Director Walter Forde’s original 1931 The Ghost Train is the second version (after a 1927 silent) of playwright Arnold Ridley’s classic stage farcical thriller about stranded travellers, a detective in disguise and smugglers at a ‘haunted’ rail station in deepest Cornwall.
It is reputed as a first-class vehicle for Jack Hulbert and Cicely Courtneidge, with an amusing villainous turn by Donald Calthrop as the smuggling stationmaster, and splendidly handled by comedy expert Forde.
But apparently no full print now exists, though five reels survive in vision and two of the reels are complete with their soundtrack too. The surviving film is missing its first reel and comes only with reels two, three, six (all silent), and the two final reels seven and eight both with sound.
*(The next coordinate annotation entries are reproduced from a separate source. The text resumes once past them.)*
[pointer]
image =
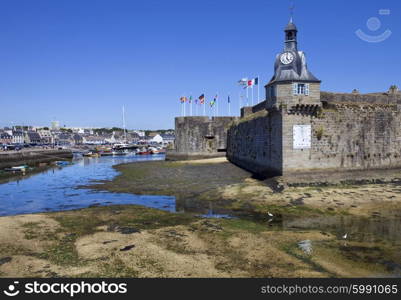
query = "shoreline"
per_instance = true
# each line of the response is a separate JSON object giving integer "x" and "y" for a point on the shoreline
{"x": 136, "y": 241}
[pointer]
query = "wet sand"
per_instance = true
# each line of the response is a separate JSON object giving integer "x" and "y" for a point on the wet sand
{"x": 304, "y": 238}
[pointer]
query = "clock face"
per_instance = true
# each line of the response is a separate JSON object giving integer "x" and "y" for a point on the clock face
{"x": 286, "y": 58}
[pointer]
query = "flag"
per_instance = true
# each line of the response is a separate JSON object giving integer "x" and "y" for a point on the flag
{"x": 202, "y": 98}
{"x": 243, "y": 81}
{"x": 252, "y": 82}
{"x": 213, "y": 101}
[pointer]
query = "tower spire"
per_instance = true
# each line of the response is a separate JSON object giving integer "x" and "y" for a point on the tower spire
{"x": 292, "y": 8}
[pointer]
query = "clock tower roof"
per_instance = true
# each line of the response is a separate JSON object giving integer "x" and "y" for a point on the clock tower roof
{"x": 291, "y": 64}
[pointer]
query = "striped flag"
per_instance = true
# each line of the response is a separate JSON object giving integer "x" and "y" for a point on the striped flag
{"x": 213, "y": 102}
{"x": 202, "y": 99}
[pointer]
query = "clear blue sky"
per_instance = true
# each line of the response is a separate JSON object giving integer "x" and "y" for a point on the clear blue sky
{"x": 79, "y": 61}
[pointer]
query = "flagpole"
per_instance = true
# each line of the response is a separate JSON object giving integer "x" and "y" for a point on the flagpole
{"x": 229, "y": 106}
{"x": 217, "y": 107}
{"x": 204, "y": 105}
{"x": 258, "y": 89}
{"x": 252, "y": 94}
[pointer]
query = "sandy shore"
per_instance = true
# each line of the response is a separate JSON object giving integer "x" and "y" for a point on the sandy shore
{"x": 134, "y": 241}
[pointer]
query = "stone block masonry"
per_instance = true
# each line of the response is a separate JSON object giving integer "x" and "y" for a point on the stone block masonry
{"x": 343, "y": 136}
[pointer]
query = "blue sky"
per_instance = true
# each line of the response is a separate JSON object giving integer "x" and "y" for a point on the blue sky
{"x": 80, "y": 61}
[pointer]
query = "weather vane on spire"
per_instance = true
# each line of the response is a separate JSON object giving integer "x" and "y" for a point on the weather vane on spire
{"x": 292, "y": 8}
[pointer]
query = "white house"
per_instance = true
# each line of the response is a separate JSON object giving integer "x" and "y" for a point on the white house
{"x": 157, "y": 139}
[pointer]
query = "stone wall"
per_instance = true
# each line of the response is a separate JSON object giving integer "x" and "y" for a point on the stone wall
{"x": 255, "y": 143}
{"x": 343, "y": 137}
{"x": 199, "y": 137}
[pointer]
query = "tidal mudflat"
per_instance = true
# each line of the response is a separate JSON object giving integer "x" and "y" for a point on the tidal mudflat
{"x": 340, "y": 230}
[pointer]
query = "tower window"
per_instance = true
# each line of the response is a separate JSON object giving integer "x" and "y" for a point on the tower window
{"x": 301, "y": 89}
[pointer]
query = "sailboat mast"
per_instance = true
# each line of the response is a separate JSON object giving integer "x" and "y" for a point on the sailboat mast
{"x": 125, "y": 132}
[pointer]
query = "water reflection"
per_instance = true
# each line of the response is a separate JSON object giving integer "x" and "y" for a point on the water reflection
{"x": 56, "y": 189}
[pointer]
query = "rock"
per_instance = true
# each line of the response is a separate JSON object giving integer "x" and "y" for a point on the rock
{"x": 126, "y": 248}
{"x": 128, "y": 230}
{"x": 110, "y": 241}
{"x": 5, "y": 260}
{"x": 306, "y": 246}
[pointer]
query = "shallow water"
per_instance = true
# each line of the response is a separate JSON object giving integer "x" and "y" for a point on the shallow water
{"x": 373, "y": 240}
{"x": 57, "y": 188}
This was rescued from a decayed state as a result of a 1992 British Film Institute campaign to locate missing movies.
The remnants are on You Tube. https://www.youtube.com/watch?v=IFybQL9v6XA
Regarded as a film classic, it was remade by Walter Forde in 1941, again as The Ghost Train, with a wartime tweak.
The playwright Arnold Ridley (1896–1984) became a TV star in his old age, playing Private Godfrey in all 80 episodes of Dad’s Army (1968-1977).